Bite This Blogs

September 11th 2015

 

I had a wedding to cater in October of 2001.

I assumed like most celebrations planned in the early fall of 2001 in New York City, they might cancel or postpone.

Who wanted to celebrate anything after that terrible morning on September 11th?

The wedding I was supposed to cater at The Seaman’s Church in South Street Seaport in September was canceled. There was no running water or electricity, and 50 firefighters were sleeping on the dance floor every night.

Billy and Dominic, the tough but sweet security guards at Seaman’s whom I’d come to adore over the many weddings I’d catered there, had helped to start a ragtag relief effort at the Seaman’s Church and at St. Paul’s Church at Ground Zero.

Officials were apprehensive about letting in more civilians, but once Dom told them I was a chef, they handed me an ID and a bright yellow hard hat and had me hop a pick-up truck to Ground Zero. This was September 16th, 2001. I quickly lost my identity as Rossi the caterer and became the hamburger mama of Ground Zero.

These days, I walk by construction sites all over Manhattan and Brooklyn. It seems like all the little pre-war buildings are being torn down to make room for glass skyscrapers. Soon New York City will be all glass, a million mirrors and no soul. The really big sites, like the Hudson Yards, take me back 14 years in one instant. All the dug out earth transports me to the collapsed towers at Ground Zero.

It was only recently that I brought myself to open the chest I keep by my bed, dig under my mother’s college graduation cap and the pajama top that I swear still smelled like her 6 years after she died on, yes, a September night. Underneath Mom’s protective shield, I have my 9/11 box. It is filled with photos I took from my roof of the towers burning, then collapsed, then the huge smoke clouds that lingered like death for days and left their smell for weeks. That strange construction smell, with a hint of something oddly sweet and burned. I’ve always thought the sweet was from the souls who were taken that terrible morning.

I think of the scream, not the jubilant screams from my roof less a year before on midnight of New Year’s Eve 2000, when we all got to move into a new century, but the scream that started when the impossible happened. When the first tower simply collapsed in front of us into a sea of silver cards and smoke. Everyone was screaming from the roofs, from the fire escapes, from the streets, from our televisions. Some sort of strange noise came out of my throat, a vibration … the word NO inside a tunnel that I have never felt before or after. NOOOOOOOOOO. NOOOOO!

I realize now that after the first tower collapsed, wide-eyed and talking like I was on helium, I was in shock. We all were.

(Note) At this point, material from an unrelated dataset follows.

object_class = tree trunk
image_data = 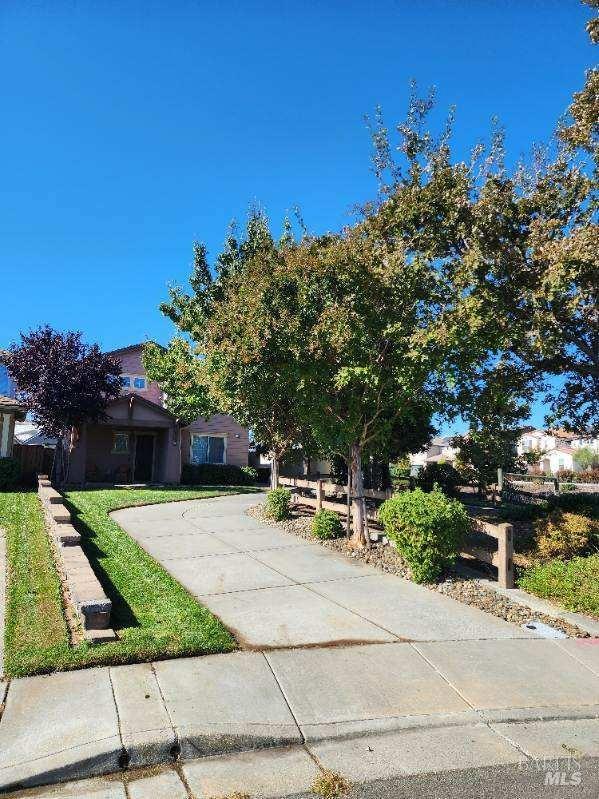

It doesn’t seem as though anything shocked me after the first tower collapsed – not the second tower collapsing, not the strange, sweet smell, not the fighter jets buzzing overhead, not the mothers pushing their babies around wearing ventilation masks in my neighborhood. Even when I pushed a wheelbarrow filled with ice and Gatorade to the firefighter tent, so close to “The Pile” (the steaming shards of metal and wreckage that were all that was left of the towers) that I could feel the heat on my face from the still smoldering ruin, even watching those firefighters crawl into the wreckage risking burns and death to look for survivors, even then, nothing else shocked me.

I am not sure when the shock of the first tower collapsing wore off. I am not sure it ever did.

I wasn’t shocked but I was surprised when the bride and groom of the wedding I was to cater in October 2001 called to say their wedding would go on. The groom, a talented Jewish artist with a zest for life, had consulted the Talmud and looked up this ancient rule: “When a funeral procession and a wedding procession meet at an intersection, the wedding procession has the right of way.”

He decided to embrace life, love and new beginnings.

Their wedding, just a month or so after that terrible day, was filled with people so happy to have something to celebrate. The air was electric. Never have I seen so much joyful abandon on a dance floor.

Every year on September 11th, I stop and listen to the names on the television and wait for the eerie twin lights at night. And every year, I wonder when will we reclaim this date. Should we reclaim this date?

There are people walking around me every day, young people who were not born when 9/11 happened. There are thousands and thousands of people living in New York City who came here after 9/11. There is a Freedom Tower in the skyline where the towers used to be.

The wound is no longer fresh, the scars have turned from pink to gray, and the world is climbing up all around that terrible morning.

I have allowed myself to say things again like, “What a beautiful day,” on mornings in September without fear of jinxing us.

I’m a nervous driver, and living in Manhattan, I’m always out of practice. My girlfriend tries to be supportive, but sometimes has to let loose.

“Go! GO! You have the right of way!”

“When a funeral procession and a wedding procession meet at an intersection, the wedding procession has the right of way.”

Sometimes, having the right of way isn’t enough, but I’m getting there. Little by little.